Мама слушала, едва дыша от волнения: она верила, что надо распространять свой метод работы, надо вытаскивать бедноту, искоренять пьянство, лень, неумение трудиться, и выбрали для этого не кого-нибудь, а ее!
Помню, доведет мама отсталый колхоз до передового, люди полюбят ее, привыкнут, а нас вместе с подушками и чугунами вновь грузят на телегу — в путь-дорогу, в другой колхоз.
Помню скривленные от рыдания лица женщин, они всегда долго шли за нашей телегой, пока мама сквозь слезы не крикнет: «Хватит! Вертайтесь до дому! Вы что, хороните меня? Или не знаете, где колхоз «Мировой октябрь»? За сто километров уезжаю, чи шо?» Колхозницы замолкали, переставали плакать и останавливались.
Мама была для людей радостью и надеждой — любили ее, я уже говорила, все без исключения, только и слышишь: «Петровна, Петровна».

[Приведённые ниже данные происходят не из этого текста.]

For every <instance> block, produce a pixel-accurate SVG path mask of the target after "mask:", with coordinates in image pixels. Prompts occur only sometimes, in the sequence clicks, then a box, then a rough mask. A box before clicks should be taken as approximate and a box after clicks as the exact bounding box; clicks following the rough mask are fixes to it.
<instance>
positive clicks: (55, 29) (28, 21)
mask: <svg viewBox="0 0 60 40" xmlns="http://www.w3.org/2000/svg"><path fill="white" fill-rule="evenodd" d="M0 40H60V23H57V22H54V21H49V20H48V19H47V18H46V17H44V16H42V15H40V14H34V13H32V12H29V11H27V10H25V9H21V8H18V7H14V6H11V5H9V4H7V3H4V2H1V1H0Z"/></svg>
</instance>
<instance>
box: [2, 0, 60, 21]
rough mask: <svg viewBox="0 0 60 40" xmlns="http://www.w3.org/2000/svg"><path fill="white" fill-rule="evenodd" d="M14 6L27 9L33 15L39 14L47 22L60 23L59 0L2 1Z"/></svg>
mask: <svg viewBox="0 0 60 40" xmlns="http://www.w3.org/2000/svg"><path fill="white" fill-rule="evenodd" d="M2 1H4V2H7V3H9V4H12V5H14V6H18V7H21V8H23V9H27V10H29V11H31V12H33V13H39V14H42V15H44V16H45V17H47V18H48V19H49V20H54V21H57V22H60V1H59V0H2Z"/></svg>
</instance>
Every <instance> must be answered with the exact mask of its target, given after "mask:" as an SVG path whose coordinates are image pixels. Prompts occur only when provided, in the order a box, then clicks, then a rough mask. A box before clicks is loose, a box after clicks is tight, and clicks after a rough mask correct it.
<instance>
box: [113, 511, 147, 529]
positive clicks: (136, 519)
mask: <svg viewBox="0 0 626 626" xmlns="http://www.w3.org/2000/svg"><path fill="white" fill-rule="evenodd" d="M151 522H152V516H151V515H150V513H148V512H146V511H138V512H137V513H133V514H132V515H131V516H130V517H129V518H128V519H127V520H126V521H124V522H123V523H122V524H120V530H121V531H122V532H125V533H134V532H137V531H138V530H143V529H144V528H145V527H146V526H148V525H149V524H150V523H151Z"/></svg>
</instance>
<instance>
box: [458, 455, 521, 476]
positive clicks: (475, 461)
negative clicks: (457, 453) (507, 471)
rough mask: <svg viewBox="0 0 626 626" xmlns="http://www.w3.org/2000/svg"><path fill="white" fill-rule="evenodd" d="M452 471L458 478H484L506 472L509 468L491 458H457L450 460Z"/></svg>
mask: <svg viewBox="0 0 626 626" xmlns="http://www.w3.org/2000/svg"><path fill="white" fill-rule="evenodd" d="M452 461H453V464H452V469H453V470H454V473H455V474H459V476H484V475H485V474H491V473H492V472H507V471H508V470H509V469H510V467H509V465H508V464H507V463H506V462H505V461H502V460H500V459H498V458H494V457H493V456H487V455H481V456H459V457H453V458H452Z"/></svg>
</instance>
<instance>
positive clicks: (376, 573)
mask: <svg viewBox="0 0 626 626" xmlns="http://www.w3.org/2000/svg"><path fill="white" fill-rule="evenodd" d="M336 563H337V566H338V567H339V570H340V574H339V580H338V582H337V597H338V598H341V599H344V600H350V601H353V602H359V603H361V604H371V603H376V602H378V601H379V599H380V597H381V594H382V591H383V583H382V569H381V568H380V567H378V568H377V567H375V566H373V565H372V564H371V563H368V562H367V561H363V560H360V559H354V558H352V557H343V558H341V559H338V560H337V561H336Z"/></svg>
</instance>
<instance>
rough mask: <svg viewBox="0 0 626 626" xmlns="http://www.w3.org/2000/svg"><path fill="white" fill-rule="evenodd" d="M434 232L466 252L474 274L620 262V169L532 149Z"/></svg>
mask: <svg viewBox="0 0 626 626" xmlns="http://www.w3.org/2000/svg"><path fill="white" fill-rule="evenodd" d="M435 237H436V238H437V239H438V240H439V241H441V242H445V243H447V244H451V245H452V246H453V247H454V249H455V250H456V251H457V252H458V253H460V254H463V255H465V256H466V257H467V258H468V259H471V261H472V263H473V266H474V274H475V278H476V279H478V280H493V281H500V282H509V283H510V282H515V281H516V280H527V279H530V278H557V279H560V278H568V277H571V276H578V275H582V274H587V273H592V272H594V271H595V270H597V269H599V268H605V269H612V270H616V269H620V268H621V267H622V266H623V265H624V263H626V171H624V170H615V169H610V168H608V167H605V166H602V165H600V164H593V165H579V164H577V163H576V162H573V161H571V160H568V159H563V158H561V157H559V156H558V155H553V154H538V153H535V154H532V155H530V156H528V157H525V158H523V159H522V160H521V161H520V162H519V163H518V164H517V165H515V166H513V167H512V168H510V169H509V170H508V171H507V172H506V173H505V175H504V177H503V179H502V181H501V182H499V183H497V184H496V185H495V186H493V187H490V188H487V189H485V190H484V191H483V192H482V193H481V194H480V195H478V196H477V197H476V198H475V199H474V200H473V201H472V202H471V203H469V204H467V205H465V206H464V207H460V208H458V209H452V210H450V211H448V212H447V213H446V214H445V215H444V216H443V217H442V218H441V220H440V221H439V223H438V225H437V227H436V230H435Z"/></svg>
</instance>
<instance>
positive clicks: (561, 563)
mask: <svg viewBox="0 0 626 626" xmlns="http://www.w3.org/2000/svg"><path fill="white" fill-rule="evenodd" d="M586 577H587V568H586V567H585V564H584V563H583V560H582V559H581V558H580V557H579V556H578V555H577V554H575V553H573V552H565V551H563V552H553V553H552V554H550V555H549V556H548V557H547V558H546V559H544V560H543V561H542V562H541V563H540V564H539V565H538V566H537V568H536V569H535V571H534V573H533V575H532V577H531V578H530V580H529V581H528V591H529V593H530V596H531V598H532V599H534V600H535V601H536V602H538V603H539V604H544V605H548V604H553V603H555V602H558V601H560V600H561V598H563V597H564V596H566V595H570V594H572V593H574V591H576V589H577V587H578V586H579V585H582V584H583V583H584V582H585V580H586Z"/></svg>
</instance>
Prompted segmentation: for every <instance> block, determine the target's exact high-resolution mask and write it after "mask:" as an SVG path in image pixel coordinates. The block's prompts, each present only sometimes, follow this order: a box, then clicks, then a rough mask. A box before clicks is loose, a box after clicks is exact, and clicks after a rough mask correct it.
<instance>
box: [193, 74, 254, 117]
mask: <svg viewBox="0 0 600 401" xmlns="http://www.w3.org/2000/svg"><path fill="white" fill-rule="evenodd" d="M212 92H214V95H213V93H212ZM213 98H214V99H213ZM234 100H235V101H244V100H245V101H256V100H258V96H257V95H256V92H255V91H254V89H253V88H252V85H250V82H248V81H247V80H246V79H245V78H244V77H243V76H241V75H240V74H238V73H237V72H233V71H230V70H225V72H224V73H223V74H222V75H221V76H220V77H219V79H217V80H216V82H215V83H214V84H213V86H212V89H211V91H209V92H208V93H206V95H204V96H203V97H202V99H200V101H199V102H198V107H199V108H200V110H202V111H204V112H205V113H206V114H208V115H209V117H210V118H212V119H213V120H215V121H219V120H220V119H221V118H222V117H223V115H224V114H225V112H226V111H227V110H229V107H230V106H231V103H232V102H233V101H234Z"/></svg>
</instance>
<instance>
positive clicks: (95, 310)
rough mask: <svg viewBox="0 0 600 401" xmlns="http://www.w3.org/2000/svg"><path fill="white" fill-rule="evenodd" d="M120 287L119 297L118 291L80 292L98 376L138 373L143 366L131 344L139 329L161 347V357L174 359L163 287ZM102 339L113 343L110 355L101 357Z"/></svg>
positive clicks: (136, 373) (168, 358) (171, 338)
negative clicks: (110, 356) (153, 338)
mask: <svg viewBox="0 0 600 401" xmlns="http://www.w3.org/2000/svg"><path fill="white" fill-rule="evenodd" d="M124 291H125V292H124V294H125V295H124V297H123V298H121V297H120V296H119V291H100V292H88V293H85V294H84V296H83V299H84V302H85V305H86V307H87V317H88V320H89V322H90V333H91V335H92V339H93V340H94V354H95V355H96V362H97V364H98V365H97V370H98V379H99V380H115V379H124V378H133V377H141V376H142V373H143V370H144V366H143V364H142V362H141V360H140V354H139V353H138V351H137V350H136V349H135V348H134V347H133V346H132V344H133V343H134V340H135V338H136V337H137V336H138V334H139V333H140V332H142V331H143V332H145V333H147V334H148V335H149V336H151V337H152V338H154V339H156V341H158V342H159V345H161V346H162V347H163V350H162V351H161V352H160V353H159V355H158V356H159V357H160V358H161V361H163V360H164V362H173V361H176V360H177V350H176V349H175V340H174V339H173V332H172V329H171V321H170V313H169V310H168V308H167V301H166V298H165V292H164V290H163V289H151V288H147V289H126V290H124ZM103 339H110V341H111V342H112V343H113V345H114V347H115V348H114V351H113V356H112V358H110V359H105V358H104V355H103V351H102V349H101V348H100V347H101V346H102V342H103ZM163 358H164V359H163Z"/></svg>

В страду и школьников, и горожан, и студентов мобилизовывали к нам в колхоз на помощь. Помню, с грохотом по неровной дороге тащится телега. На ней котел, посуда, буханки хлеба, старенькая гитара. Повариха тетя Вера заделает тот еще кондер. Это — кукурузная крупа, вымоченная за ночь, лук, зелень всякая — вкуснотища! Котел громадный — уплетают все за милую душу. Потом компот из абрикосов. Мамину гитару возят всегда: а вдруг случится чудо, и она споет. Любо-дорого было ее слушать. Приезжие раззявят рот и не могут оторвать глаза от нее. Все с нетерпением ждали, когда солнце сядет на горизонт — конец работы. А оно, казалось, стоит на месте — так душно, жарко, «силов нема». Наконец повариха как даст бруском по висячему рельсу — все, отработали.
— Обед, обед! Налетай! — Довольные работнички подтягиваются к котлу.
Раскидываются по траве алюминиевые миски и ложки. Неторопливо сходятся и наши, и студенты. Большим черпаком тетя Вера накладывает во все миски: «Смотри, горячее!» Вижу, один из студентов отошел в сторонку, платочком обтирает мамину гитару, садится возле своей миски, кладет гитару рядом. Я заметила: он всегда норовит сесть с мамой. Ей нравится быть среди людей, в гурте — обед, общие разговоры. А тут она припоздала, ищет глазами, куда сесть.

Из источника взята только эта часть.